Teraflop In A Box At SC2003
HPC Prophet writes "For those of you that can't go to SC2003 or can't afford the US$750 late registration, here is a small taste of what we put together for our friends at Mellanox Technologies...It benches out at over 1.2TFLOP (192 dual Intel Xeon Processor blades, 64 in a Rackable chassis, 128 crammed into a Ciara chassis and all connected via InfiniBand) and loaded up with Callident Rx (based on NPACI Rocks) OS/Middleware. Total estimated time to unpack, build and get up and running was 17 hours." Read on for some details on this power-hog.

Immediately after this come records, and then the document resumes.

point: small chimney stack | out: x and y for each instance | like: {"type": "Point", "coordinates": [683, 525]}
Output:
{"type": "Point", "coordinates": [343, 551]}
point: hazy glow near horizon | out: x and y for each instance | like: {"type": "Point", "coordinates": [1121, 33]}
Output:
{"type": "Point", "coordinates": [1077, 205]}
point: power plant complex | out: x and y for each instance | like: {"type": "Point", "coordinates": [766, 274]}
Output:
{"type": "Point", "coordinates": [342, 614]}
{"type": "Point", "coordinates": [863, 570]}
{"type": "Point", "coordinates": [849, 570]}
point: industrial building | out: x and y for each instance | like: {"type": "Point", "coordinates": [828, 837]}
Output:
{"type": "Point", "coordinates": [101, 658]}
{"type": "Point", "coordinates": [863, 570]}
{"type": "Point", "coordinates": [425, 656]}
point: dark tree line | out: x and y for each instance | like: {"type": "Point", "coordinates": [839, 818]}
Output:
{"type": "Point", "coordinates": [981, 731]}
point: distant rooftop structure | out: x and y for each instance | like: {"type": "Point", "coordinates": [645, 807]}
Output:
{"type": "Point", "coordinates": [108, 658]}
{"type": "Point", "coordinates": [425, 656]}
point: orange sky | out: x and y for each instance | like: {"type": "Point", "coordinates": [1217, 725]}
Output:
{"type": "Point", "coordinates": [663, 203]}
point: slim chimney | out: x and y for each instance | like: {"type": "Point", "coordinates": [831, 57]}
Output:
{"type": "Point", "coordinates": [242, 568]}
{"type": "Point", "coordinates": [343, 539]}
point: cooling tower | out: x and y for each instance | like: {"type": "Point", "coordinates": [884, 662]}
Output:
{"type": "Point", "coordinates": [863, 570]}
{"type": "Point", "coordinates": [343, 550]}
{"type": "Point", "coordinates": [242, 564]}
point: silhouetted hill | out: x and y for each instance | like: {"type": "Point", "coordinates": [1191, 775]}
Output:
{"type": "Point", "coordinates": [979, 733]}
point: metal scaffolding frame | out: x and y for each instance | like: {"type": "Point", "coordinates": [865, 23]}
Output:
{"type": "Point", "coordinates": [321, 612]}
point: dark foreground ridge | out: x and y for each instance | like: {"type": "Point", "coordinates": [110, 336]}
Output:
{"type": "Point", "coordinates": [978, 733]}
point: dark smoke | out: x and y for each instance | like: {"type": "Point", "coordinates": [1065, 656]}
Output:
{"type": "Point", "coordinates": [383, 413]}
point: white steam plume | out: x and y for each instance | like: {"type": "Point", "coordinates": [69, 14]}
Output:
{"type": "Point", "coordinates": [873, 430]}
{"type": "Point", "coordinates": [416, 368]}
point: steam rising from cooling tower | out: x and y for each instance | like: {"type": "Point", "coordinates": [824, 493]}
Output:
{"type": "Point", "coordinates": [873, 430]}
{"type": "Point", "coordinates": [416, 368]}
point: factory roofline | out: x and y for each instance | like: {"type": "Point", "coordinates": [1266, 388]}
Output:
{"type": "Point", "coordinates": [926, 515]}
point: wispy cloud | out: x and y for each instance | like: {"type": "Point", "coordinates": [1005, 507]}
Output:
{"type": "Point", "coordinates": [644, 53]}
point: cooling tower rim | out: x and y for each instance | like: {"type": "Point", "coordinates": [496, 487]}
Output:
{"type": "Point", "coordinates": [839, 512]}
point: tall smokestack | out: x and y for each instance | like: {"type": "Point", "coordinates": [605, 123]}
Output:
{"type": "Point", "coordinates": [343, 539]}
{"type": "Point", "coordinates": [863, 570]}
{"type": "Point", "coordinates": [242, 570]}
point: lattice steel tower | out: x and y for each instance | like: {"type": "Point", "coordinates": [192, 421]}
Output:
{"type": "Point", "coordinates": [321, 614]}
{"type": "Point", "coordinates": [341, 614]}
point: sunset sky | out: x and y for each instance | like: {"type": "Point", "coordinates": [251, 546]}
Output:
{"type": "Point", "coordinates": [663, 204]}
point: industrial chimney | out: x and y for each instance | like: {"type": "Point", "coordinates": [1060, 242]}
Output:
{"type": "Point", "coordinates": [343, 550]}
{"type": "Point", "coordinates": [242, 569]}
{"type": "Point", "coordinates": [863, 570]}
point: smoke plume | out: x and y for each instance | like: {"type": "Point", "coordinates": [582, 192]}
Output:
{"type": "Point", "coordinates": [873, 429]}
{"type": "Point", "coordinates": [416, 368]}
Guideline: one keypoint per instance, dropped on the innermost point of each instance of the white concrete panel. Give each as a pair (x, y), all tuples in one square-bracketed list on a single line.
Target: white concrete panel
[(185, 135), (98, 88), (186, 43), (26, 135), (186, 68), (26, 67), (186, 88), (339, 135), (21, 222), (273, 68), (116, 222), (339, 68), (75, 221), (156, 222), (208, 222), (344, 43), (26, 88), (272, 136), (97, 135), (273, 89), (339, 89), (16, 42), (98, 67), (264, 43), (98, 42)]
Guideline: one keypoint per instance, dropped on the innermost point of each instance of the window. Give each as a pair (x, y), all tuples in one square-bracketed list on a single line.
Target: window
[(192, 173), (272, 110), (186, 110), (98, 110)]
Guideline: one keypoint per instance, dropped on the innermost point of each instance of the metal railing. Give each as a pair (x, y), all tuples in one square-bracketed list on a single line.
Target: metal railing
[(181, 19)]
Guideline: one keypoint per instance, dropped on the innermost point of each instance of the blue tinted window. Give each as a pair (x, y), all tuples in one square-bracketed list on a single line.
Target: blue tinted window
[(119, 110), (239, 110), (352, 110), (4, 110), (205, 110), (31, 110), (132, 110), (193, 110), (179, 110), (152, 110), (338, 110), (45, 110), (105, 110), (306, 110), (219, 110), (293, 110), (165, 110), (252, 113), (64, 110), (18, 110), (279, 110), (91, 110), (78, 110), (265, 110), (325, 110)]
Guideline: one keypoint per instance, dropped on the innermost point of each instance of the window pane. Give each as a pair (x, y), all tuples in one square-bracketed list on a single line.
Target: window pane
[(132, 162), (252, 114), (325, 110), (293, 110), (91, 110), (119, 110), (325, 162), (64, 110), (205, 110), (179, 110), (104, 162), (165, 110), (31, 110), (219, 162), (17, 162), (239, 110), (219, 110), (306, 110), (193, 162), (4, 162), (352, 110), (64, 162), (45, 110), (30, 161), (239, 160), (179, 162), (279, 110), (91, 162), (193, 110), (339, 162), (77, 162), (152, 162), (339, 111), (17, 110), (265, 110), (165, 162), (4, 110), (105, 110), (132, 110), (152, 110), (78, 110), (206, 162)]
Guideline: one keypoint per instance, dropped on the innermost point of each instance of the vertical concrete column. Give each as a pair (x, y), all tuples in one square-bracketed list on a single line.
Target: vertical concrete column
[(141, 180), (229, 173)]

"We had the single-most power density for the smallest size booth they offer (380amps @ 208v in a 5U of rack space (look closely at the bottom of the middle rack containing all the cables and InfiniBand switches). Cooling was very nice too, we maxed out our Liebert HVAC when building it initially. Oh, by the way, this would end up somewhere in the neighborhood of #38 on the June 2003 Top500 list. There are a couple of other pictures on there too of some of the other attractions at SC2003 like the 128-node cluster that NPACI folks will build in a 2 hour period. Sorry about the cheezy slide show, I had to be quick."
I though itanic was supposed to be wonderful according to intel and HP. So why are they not promoting huge clusters of itanics? Why are they talking terraflops with cheap and nasty Xeons? 32-bit Xeons?! Everyone else is 64-bit nowadays.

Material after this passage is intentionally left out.